Os arqueólogos sempre acreditaram no potencial rupestre da designada 'rocha 09' do parque, que fica a cerca de 50 metros do rio Côa.
Para o arqueólogo André Santos, a importância deste achado deve-se ao seu aparecimento numa camada arqueológica que tem de ser datada e outras semelhantes encontradas no Vale do Côa.
“Isto é importante para datarmos um tipo de gravuras que temos no Vale do Côa que, até ao momento, não está bem datada cientificamente. Para já a única certeza que temos é que a gravura é anterior a 14.000 anos, já que a arte aplicada após esta data se torna diferente”, observou.
Por seu lado, a geóloga Sílvia Aires avançou que a formação destas rochas está inserida no complexo “Xisto-Grauváquico” do grupo Douro, que são pouco deformadas e de baixo grau de metamorfismo (rochas que resultam da transformação da rocha original).
“O que nos interessa agora perceber é a formação das películas que a superfície da rocha tem. O importante é saber se essas películas foram criadas de forma natural, antes ou depois de serem feitos os traços. Em alguns casos, já verificámos que os traços foram feitos depois da formação das películas porque os traços das gravuras são mais claros”, disse a geóloga.
Para a presidente da Fundação Côa Parque, Aida Carvalho, as gravuras do Côa têm uma imagem muito forte no segmento do turismo cultural e científico e esta descoberta vem reforçar esse posicionamento.
“As gravuras do Côa são um importante recurso de atração turística ao território. Quem visita o museu questiona com frequência o conjunto de procedimentos e técnicas de datação das gravuras e esta figura poderá responder, em parte, a essa grande questão”, vincou a responsável pela fundação.
Aida Carvalho disse ainda que os arqueólogos e outros especialistas estão a trabalhar para incluir estes dois fragmentos na exposição permanente do Museu do Côa numa sala destinada ao tópico das datações, enriquecendo a experiência da visita.
A “Arte do Côa” foi classificada como Monumento Nacional em 1997 e como Património da Humanidade, pela UNESCO, um ano depois.

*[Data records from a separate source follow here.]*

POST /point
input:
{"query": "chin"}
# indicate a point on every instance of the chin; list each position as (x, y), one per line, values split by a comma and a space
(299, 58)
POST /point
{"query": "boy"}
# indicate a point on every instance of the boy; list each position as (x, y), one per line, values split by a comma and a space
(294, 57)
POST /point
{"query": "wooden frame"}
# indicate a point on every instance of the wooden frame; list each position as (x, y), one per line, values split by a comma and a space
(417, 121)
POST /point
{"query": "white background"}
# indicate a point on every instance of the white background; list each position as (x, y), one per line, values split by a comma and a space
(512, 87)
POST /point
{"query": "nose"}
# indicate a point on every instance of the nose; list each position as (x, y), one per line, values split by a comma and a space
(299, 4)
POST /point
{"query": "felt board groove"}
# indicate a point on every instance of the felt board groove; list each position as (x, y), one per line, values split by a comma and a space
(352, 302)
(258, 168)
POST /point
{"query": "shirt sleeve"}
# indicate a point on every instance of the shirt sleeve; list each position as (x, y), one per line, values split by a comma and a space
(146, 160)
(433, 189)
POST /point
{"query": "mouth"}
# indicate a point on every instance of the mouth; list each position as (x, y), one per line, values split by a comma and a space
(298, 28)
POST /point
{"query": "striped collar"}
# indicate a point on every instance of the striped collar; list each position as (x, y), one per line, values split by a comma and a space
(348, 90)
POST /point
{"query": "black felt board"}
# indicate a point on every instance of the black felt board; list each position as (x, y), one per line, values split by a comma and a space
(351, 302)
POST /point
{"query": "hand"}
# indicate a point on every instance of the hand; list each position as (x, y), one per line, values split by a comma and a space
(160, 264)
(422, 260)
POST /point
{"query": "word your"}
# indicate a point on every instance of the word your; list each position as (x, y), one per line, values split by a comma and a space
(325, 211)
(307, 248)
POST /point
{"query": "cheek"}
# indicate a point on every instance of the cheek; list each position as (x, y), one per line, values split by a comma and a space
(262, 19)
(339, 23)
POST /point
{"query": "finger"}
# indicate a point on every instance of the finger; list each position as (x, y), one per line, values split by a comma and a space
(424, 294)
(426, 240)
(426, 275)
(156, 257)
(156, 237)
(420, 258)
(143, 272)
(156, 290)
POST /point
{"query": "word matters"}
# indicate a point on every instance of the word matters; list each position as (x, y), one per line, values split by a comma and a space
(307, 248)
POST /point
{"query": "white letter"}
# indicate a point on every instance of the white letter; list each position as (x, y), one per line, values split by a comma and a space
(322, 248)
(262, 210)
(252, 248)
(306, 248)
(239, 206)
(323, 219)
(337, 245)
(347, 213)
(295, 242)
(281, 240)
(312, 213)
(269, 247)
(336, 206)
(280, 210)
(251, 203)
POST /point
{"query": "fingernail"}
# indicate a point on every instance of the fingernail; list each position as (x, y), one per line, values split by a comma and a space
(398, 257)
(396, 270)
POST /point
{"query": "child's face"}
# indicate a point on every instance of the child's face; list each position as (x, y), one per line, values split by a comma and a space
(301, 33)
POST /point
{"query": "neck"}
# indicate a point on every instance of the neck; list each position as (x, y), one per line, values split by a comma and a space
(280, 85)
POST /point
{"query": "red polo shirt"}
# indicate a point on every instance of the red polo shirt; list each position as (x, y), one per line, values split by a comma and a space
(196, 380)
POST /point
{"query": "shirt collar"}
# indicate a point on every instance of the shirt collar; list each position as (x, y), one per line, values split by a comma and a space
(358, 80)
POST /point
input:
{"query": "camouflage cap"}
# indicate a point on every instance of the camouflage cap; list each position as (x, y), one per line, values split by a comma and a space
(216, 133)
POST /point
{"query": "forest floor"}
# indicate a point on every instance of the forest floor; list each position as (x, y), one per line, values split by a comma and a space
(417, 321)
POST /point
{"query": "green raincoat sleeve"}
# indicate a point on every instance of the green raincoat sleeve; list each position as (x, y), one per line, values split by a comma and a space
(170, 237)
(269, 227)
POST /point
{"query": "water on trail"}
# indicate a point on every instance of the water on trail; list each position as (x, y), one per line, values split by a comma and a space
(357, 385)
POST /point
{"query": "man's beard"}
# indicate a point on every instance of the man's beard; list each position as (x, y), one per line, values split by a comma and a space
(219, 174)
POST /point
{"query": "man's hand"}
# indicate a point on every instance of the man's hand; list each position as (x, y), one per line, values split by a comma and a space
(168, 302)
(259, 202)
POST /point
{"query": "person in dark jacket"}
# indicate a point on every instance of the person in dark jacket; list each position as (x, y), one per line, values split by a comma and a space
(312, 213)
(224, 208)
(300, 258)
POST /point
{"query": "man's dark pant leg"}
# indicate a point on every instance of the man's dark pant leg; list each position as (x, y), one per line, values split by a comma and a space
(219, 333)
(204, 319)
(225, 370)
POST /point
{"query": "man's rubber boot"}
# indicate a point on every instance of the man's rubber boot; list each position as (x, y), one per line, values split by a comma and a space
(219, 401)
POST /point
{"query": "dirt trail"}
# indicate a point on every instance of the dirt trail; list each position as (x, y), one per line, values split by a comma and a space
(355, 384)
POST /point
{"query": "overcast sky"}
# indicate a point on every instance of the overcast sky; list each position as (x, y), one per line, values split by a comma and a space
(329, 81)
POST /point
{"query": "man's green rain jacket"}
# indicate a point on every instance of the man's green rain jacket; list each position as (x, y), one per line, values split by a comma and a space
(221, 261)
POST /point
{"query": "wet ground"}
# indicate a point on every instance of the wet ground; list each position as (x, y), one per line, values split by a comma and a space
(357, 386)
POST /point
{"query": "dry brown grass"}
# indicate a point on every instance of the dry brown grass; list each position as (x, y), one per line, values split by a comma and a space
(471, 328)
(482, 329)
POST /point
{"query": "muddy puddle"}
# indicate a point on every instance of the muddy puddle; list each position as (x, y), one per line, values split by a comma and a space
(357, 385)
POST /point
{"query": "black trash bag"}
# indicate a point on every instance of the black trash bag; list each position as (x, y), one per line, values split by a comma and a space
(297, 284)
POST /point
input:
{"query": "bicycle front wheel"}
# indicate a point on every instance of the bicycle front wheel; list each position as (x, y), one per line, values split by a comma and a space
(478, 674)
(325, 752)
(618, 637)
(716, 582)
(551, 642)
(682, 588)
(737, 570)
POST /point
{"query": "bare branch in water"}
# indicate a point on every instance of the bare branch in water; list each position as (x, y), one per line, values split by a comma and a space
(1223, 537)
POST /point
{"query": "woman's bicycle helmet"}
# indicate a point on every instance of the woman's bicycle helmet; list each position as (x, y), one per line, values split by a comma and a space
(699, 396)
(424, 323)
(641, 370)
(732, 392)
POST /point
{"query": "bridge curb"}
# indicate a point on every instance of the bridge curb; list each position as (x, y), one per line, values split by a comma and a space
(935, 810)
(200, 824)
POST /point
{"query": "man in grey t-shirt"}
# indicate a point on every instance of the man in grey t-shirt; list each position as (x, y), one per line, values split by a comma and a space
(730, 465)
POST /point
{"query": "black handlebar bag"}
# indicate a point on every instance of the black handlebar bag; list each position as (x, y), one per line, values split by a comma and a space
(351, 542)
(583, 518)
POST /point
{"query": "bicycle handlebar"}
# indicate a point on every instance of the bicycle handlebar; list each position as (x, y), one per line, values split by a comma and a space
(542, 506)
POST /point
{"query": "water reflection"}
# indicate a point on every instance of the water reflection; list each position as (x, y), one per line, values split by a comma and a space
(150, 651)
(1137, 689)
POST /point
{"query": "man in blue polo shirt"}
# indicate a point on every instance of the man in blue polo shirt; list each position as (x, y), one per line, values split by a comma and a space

Como uma imensa galeria ao ar livre, o Vale do Côa apresenta mais de 1.200 rochas, distribuídas por 20 mil hectares de terreno com manifestações rupestres, sendo predominantes as gravuras paleolíticas, executadas há mais de 25.000 anos, e distribuídas por quatro concelhos: Vila Nova de Foz Côa, Figueira de Castelo Rodrigo, Pinhel e Meda.